The taskloop construct is a task generating construct. When a thread encounters a taskloop construct, the construct partitions the iterations of the associated loops into explicit tasks for parallel execution.

In your case 6 threads encounter the taskloop construct, therefore the loop is executed 6 times, and you got a bigger result than expected. To correct it you have to i) make sure that only a single thread executes the tasks generating construct, or ii) use a worksharing-loop construct.

There is a race condition at line sum += n[i];, as different threads update sum simultaneously. To correct it the best option is to use reduction (reduction(+:sum))
In the second case the sharing attribute of sum is private, so the variable sum will be privatized. It means that a local variable is created, and only the value of the local variable is changed. It does not change the value of sum in the enclosing context, therefore you got 0.
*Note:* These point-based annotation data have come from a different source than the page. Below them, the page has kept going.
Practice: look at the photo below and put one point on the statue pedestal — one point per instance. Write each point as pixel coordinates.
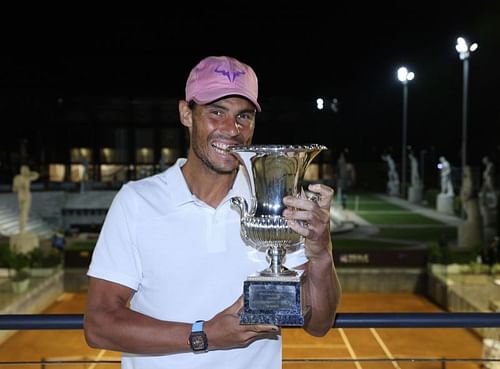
(469, 235)
(24, 242)
(415, 194)
(444, 204)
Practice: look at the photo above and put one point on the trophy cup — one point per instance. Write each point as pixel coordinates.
(273, 295)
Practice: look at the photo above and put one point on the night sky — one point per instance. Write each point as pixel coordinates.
(349, 52)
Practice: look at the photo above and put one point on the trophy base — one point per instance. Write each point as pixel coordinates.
(276, 300)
To sum up, here are the 2 alternatives mentioned above to correct your code:

i) using single construct and taskloop:

#pragma omp parallel num_threads(NUMTHREAD)
#pragma omp single nowait
{
    #pragma omp taskloop reduction(+:sum)
    for (int i = 0; i < SIZE; i++) {
                sum += n[i];
    }
}

ii) using a worksharing-loop construct:

#pragma omp parallel num_threads(NUMTHREAD)
{
    #pragma omp for reduction(+:sum)
    for (int i = 0; i < SIZE; i++) {
                sum += n[i];
    }
}

Some minor, off-topic comments:

The array (allocated by new operator) is never freed, you should use delete to deallocate it. As pointed out by @VictorEijkhout it is even better if you do not use new at all. Use vector or array from the std library.
You should prefer const/constexpr int SIZE=100; over #define SIZE 100. More details can be found e.g. here.
You should consider reading Why is "using namespace std;" considered bad practice?